EL Ninõ y su Familia - Um comentário por Ana Maria Ferreira sobre a Entrevista de Sílvia Tendlarz a Éric Laurent
Comentário de Ana Maria Ferreira da Silva sobre o Prólogo do livro El Ninõ y su Familia - Uma entrevista de Sílvia Tendlarz a Éric Laurent, realizada em 2 de abril de 2018.
El
Ninõ R.S.I
Laurent
inicia falando que o interesse do tema do livro se dá a partir das novas
configurações familiares e o lugar que a criança ocupa nelas, a partir do
século XIX e principalmente no século XXI, quando essas novas configurações
familiares estão “remodeladas” pela eficácia de novas formas de procriação,
desde a introdução da pílula na 2ª metade do séc. XX, depois com a procriação
medicamente assistida do final do séc. XX e agora com as novas técnicas que tem
modificado a maneira como a criança era concebida, do acaso, sem controle,
substituída por um número menor e mais calculadas, planejadas, tanto quantitativa
quanto qualitativamente.

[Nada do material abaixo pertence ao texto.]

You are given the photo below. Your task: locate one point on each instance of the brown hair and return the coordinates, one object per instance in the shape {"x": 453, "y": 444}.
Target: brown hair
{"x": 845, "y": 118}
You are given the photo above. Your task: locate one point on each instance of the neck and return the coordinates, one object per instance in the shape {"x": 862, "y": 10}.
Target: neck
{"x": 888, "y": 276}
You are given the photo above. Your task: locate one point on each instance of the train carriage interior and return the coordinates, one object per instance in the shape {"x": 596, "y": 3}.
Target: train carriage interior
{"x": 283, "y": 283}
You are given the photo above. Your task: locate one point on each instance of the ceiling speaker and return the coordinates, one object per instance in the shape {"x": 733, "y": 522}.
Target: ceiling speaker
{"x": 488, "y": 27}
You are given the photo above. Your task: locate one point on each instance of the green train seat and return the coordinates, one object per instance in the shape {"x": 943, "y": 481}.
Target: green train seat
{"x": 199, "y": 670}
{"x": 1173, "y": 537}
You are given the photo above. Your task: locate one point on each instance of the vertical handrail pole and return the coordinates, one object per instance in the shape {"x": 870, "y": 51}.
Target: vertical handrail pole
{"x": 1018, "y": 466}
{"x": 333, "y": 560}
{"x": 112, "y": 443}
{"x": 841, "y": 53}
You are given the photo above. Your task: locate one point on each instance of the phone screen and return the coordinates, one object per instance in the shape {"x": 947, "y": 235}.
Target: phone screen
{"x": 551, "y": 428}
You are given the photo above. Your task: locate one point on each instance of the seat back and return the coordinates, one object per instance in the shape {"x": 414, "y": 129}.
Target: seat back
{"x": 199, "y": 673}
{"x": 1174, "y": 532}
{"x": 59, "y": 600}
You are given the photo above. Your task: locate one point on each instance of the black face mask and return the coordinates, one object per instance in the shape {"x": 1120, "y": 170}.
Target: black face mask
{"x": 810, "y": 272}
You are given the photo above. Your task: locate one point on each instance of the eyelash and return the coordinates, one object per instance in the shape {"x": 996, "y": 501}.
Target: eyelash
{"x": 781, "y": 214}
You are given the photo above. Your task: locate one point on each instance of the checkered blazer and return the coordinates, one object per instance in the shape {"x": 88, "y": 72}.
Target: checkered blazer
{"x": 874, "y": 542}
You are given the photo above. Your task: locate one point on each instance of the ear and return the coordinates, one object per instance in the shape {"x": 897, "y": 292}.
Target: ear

Estas questões fizeram com que Laurent e outros, como
Nouria Gründler, François Ansermet e Dominique Laurent, realizassem um curso
intitulado: “Disrupções na filiação, a procriação e o gênero”. Estes termos
“renovam o estatuto da criança de uma maneira diferente da família patriarcal,
ideal do século XIX, especialmente de Freud”, que atribuía um caráter lógico do
Édipo, independente dos modelos familiares, sustentando a ideia de um ideal de
criança. Na atualidade, estamos mais além do ideal, temos muitas formas de
famílias e de filiações e também a escolha do gênero das crianças. Isto produz
outros tipos de problemas e desloca a clínica do que é a criança e seu lugar na
família para fora do discurso analítico. Laurent comenta, na página 10 deste prólogo,
que ao explorar essas novas configurações de família, também explora a
reconfiguração do discurso analítico.
Lacan,
a partir dos anos 60, “distinguiu os pais da realidade, que às vezes, se pode
chamar pai real, e o pai simbólico, NP, o pai deus”. “Isto introduz uma hiância
entre esses 2 personagens. Esta é a razão pelo qual o pai, em nossa civilização
é um ser fraco, que manca” – onde há uma desarticulação entre ‘o comum do pai
da realidade com suas peculiaridades e o que tem a função de articular o
simbólico, função muito mais além desses pais da realidade” e esse contraste
segundo Lacan, faz que todos delirem. “A garantia do nome do Pai não funciona”.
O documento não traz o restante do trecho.